A Delicious Kitchen Re-Do
Published: October 19th, 2017
In 2015, I posted a piece about continuity and contrast, noting that “(they) are among the most important tools I have for imbuing a space with interest and personality.” Our recent design for a kitchen in a charming English cottage-style North Shore home is a perfect opportunity to demonstrate this!
We previously designed most of the public spaces in this home, introducing sleeker, more contemporary elements to contrast with the home’s existing casual textures of rough timber and earthy brick. The result is a luxury residence with a surprisingly sophisticated and energetic charm.
How do we extend that look into our design for a new kitchen? We go for that same sophistication by balancing continuity and contrast in materials, textures and color: organic and machined, rough and smooth, matte and glossy, saturated and neutrals. Here’s the tasty mix we’ve cooked up.
A wall of warmly colored rift cut oak cabinets in a cerused and wire brushed finish will contrast beautifully with a separate set of cabinets in a machined look of white bronze metal by Great Lakes Metal Coating, framed in dark espresso.
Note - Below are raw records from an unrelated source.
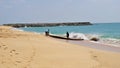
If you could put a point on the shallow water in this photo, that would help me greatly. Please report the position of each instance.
(108, 33)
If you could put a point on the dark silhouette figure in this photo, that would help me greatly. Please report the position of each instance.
(67, 35)
(47, 33)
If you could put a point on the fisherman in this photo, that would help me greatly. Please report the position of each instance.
(67, 35)
(47, 32)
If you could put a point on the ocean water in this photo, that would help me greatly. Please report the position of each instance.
(108, 33)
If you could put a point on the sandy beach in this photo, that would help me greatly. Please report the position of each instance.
(20, 49)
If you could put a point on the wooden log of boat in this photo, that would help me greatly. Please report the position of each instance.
(61, 37)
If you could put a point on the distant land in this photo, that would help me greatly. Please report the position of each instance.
(18, 25)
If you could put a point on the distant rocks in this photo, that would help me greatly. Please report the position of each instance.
(17, 25)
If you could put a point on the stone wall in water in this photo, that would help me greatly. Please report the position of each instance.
(17, 25)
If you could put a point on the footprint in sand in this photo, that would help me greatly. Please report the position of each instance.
(18, 61)
(12, 51)
(5, 48)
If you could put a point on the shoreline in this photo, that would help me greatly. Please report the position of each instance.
(20, 49)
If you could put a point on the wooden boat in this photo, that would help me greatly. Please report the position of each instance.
(61, 37)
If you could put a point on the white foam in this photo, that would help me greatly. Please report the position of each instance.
(78, 36)
(17, 29)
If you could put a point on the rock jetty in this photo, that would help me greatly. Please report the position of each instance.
(18, 25)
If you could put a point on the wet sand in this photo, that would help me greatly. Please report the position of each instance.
(29, 50)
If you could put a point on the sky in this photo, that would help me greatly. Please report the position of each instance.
(39, 11)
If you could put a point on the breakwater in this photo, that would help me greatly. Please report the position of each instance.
(17, 25)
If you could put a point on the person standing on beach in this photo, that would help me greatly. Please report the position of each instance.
(67, 35)
(47, 33)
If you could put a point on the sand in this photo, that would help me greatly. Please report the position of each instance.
(20, 49)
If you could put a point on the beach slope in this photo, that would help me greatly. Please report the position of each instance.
(20, 49)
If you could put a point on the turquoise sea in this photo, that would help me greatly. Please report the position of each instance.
(105, 31)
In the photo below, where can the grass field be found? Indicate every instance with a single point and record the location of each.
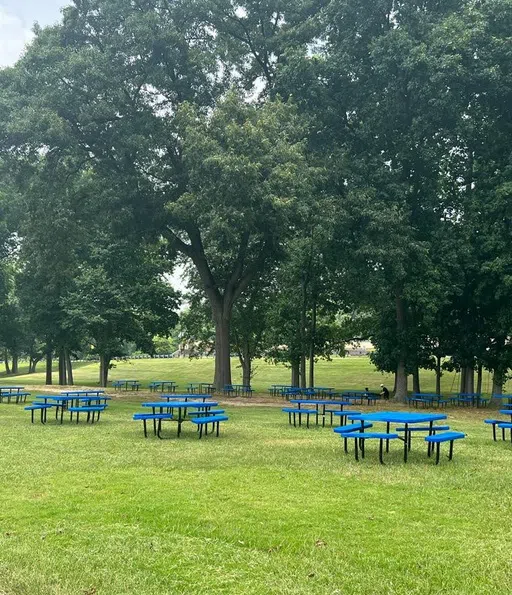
(264, 509)
(342, 373)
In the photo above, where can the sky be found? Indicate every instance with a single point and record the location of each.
(16, 20)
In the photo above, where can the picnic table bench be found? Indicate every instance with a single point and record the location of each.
(182, 407)
(17, 396)
(403, 418)
(156, 385)
(361, 395)
(204, 421)
(437, 439)
(470, 399)
(154, 417)
(93, 412)
(126, 384)
(185, 397)
(321, 407)
(42, 407)
(427, 399)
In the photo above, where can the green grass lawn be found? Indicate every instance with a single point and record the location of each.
(264, 509)
(342, 373)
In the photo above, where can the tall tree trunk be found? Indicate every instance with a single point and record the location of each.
(438, 375)
(244, 356)
(303, 370)
(69, 367)
(416, 380)
(498, 380)
(470, 380)
(247, 372)
(303, 346)
(104, 369)
(479, 376)
(33, 364)
(222, 350)
(295, 373)
(62, 368)
(312, 347)
(401, 375)
(49, 367)
(463, 372)
(14, 368)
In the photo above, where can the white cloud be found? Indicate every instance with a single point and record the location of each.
(14, 36)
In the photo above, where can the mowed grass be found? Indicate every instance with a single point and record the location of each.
(341, 373)
(264, 509)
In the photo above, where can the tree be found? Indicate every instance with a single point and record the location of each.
(217, 184)
(117, 297)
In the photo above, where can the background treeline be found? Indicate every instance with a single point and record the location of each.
(325, 170)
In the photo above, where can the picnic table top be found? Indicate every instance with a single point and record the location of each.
(82, 392)
(320, 401)
(185, 396)
(401, 417)
(182, 404)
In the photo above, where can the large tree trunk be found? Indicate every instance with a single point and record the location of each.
(62, 368)
(312, 347)
(439, 373)
(470, 380)
(295, 373)
(49, 367)
(247, 371)
(14, 368)
(222, 350)
(401, 374)
(33, 364)
(416, 380)
(69, 367)
(463, 380)
(498, 380)
(479, 376)
(303, 370)
(104, 369)
(244, 356)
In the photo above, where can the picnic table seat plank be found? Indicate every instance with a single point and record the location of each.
(202, 422)
(438, 439)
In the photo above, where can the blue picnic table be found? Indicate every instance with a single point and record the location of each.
(321, 407)
(182, 407)
(155, 385)
(133, 384)
(62, 401)
(427, 399)
(13, 392)
(507, 397)
(470, 399)
(199, 387)
(185, 397)
(360, 395)
(404, 418)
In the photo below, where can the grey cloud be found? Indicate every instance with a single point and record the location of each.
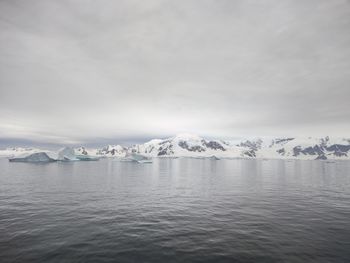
(75, 71)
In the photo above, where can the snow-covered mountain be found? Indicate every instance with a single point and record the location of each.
(298, 148)
(189, 145)
(17, 151)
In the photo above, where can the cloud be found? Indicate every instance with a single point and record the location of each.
(75, 71)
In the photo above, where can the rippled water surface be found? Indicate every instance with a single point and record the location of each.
(175, 210)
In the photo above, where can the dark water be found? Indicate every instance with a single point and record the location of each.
(181, 210)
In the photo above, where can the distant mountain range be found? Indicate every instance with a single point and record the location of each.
(189, 145)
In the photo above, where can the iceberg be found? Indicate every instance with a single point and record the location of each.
(39, 157)
(140, 158)
(87, 158)
(67, 154)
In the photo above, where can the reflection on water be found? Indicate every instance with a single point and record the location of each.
(175, 210)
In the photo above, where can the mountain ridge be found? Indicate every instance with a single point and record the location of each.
(190, 145)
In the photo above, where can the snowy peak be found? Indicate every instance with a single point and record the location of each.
(189, 145)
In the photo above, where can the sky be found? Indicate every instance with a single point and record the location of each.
(75, 72)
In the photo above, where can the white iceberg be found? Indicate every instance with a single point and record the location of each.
(139, 158)
(67, 154)
(39, 157)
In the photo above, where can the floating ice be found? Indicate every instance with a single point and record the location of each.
(67, 154)
(39, 157)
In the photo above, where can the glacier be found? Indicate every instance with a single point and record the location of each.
(194, 146)
(39, 157)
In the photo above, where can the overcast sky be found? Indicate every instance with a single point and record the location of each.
(84, 71)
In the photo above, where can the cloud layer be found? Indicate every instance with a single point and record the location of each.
(75, 71)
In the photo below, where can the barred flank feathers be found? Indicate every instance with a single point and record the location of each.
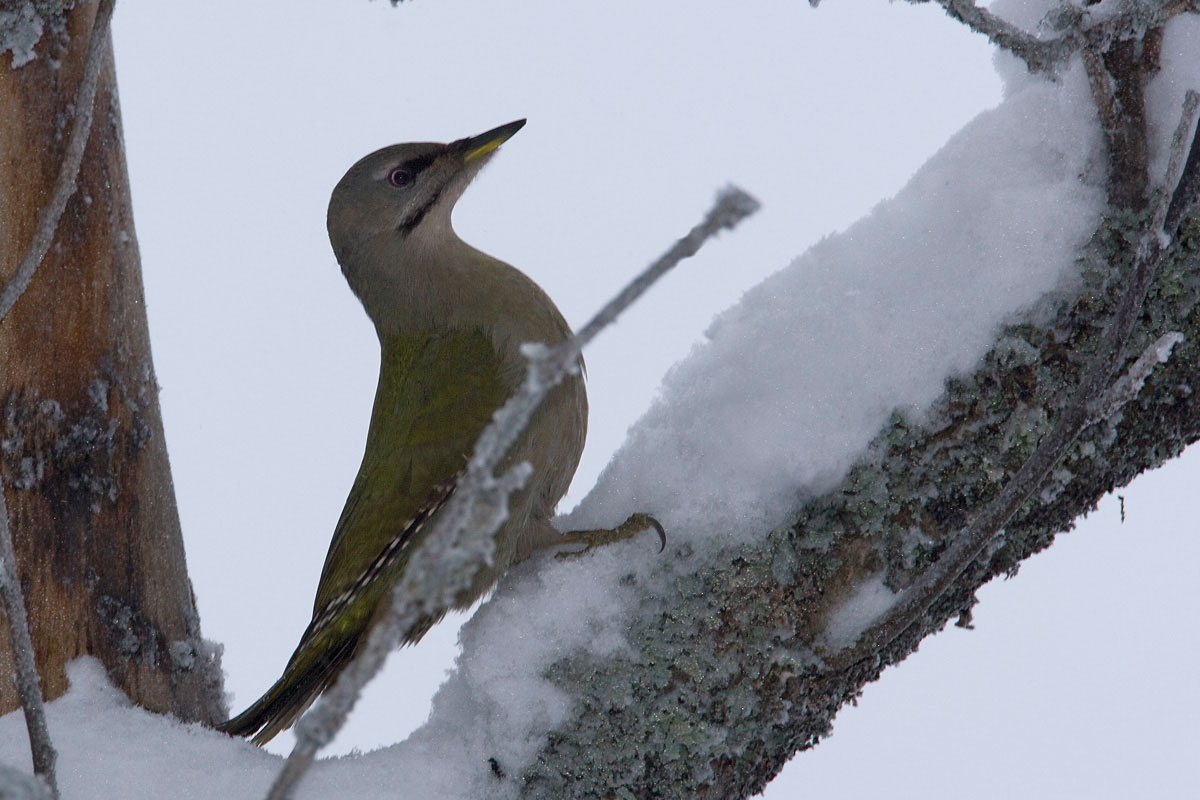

We’ll amp up that machine quality with an accent wall covered in a Cole and Son wallpaper called “Puzzle” that provides a bit of 3-D optical illusion. We’ll echo the faceted dimension of the wallpaper with four ceiling mounted light fixtures called “Meteorite” that add a wonderful texture to the space. And check out the cabinet knobs in matte black finish with an Edelman Leather inset. Smooth, rich and textured in one little pull!
A generous kitchen island will feature a dark Caesar Stone surface called “Vanilla Noir.” The island, surrounded by Bertoia Counter Stools in chrome, will be stunningly illuminated by a sleek ebony Davos fixture. The drama of the island will be accentuated by a much lighter Caesar Stone surface, appropriately named “Shitaki,” that wraps around the perimeter of the space.
To enliven the otherwise neutral color scheme, we’ve selected a richly saturated teal called “Fiji” by Benjamin Moore, for the walls and back painted glass back splash. The high gloss of the back splash adds just the right contemporary note.
The collage below gives you a taste of all the different flavors we’ve pulled together for this delicious kitchen re-do. Can’t wait to serve up the finished work!